生涯に100本

 むかし、「世界の中心で、愛をさけぶ」という小説がありました。
 読んでないけれど、うまいタイトルだなあと感心したものです。
 それはぼくのなかに、「世界には中心がある」という思いが漠然と、だけどたしかにあったからでしょう。でもいまはちがいます。世界に中心はない、中心なんてあったらいけない。そもそも「世界」なんていう概念そのものがありえないと、哲学者のマルクス・ガブリエルさんもいっています。

 そんなことを思ったのは、ツイッターやフェイスブックのような巨大SNSに変化の波が押し寄せ、細分化、多様性が起きているという話を読んだからでした。かつて新聞テレビがインターネットに負けたように、今度は巨大SNSが無数のネット・コミュニティにとって代わられようとしている(The Future of Social Media Is a Lot Less Social. April 19, 2023. The New York Times)。

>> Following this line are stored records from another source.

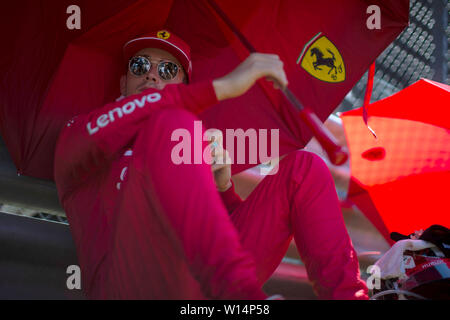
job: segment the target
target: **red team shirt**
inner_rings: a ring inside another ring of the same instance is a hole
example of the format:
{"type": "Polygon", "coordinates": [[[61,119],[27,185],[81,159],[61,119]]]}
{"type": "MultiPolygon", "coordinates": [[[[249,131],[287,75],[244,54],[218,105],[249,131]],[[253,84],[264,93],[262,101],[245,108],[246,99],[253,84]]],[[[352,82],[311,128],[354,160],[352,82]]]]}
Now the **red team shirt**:
{"type": "MultiPolygon", "coordinates": [[[[79,263],[89,266],[89,285],[103,260],[111,233],[115,199],[126,181],[132,145],[143,123],[157,108],[184,108],[198,114],[216,104],[212,82],[168,85],[109,103],[78,115],[62,130],[55,153],[58,195],[70,222],[79,263]]],[[[222,193],[228,211],[241,202],[234,188],[222,193]]]]}

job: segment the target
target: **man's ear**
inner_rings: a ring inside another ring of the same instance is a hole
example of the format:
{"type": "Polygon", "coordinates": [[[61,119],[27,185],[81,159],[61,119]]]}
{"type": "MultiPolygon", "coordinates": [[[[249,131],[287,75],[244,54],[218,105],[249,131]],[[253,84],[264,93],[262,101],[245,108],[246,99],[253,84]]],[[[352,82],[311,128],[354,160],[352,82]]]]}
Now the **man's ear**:
{"type": "Polygon", "coordinates": [[[125,74],[120,77],[120,94],[127,96],[127,76],[125,74]]]}

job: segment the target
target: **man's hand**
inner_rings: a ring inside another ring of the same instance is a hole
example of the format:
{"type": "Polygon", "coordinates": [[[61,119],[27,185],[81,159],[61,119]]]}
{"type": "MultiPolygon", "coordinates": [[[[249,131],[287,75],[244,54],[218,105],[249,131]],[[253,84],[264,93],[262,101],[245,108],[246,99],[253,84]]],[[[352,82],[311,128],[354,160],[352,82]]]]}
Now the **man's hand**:
{"type": "Polygon", "coordinates": [[[222,101],[239,97],[262,77],[274,82],[276,88],[285,88],[288,85],[283,61],[278,55],[252,53],[232,72],[213,81],[217,99],[222,101]]]}
{"type": "Polygon", "coordinates": [[[222,146],[222,141],[212,136],[208,147],[211,150],[212,165],[211,170],[214,174],[214,181],[217,190],[227,191],[231,187],[231,159],[227,150],[222,146]]]}

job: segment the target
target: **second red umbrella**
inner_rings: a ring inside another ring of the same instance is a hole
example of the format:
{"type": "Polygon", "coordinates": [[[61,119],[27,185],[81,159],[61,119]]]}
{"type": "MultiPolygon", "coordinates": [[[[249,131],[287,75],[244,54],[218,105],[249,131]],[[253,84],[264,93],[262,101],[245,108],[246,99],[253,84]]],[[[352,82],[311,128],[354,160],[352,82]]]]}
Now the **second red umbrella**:
{"type": "Polygon", "coordinates": [[[389,242],[433,224],[450,227],[450,87],[420,80],[342,114],[350,149],[348,197],[389,242]]]}

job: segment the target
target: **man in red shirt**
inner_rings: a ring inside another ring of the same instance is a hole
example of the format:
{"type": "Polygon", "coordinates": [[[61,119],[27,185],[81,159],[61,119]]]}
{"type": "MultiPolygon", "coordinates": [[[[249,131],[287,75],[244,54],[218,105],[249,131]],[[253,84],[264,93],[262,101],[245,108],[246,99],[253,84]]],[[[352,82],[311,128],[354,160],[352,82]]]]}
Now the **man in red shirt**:
{"type": "Polygon", "coordinates": [[[172,133],[194,136],[196,114],[262,77],[286,86],[279,57],[252,54],[222,78],[188,85],[189,47],[168,31],[129,41],[124,56],[122,99],[69,121],[55,154],[87,296],[264,299],[262,285],[294,237],[320,298],[366,299],[319,157],[287,155],[246,201],[229,165],[172,161],[172,133]]]}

 SNS、ソーシャル・メディアはもうあまり“ソーシャル”ではなくなった、というのが記事の見出しです。SNSは年とともにますます企業化されている。インスタグラムもフェイスブックも、ティクトクもツイッターもみな商品の広告があふれ、インフルエンサーの宣伝活動の場と化している。家族や友だちのあいだで写真や近況を伝えあう、本来のソーシャル・メディアの姿からは変わってしまった。シカゴ大学のジジ・パパカリッシ教授はいいます。
「いまのネットは私たちのものではなくなった。利用価値が失われている」

 ユーザーのなかには、もっと自分たちの趣味や関心事を語り合うにふさわしいネット・コミュニティを求める動きが出ています。そこでたとえばツイッターと似ているけれどより目的細分化された「マストドン」や、地域の特性に特化した「ネクストドア」といった、小規模なSNSがあれこれ出現している。ひとつのネットワークがすべてを牛耳る時代は終わったと、マサチューセッツ大学のイーサン・ザッカーマン教授はいいます。
「これからは誰もが何十もの異なったコミュニティに属するようになるだろう。なぜなら人間ってそういうものだから」

 小規模な、自分たちに合った無数のネット・コミュニティ。なかでももっとも過激なもののひとつが、ハーバード大学で生まれた「マイナス」というアプリでしょう。このSNSアプリは、ひとりの参加者が発表できる投稿の数を「生涯に100本」と制限している。むだな、どうでもいいようなタレ流しは厳禁。SNSって、そもそも何なのかを考えてしまいます。
 そういうものも含め、SNSの細分化、多様化は大いに歓迎したい。みんながおなじ場にいておなじものを見るなんて、できるだけ避けたいですから。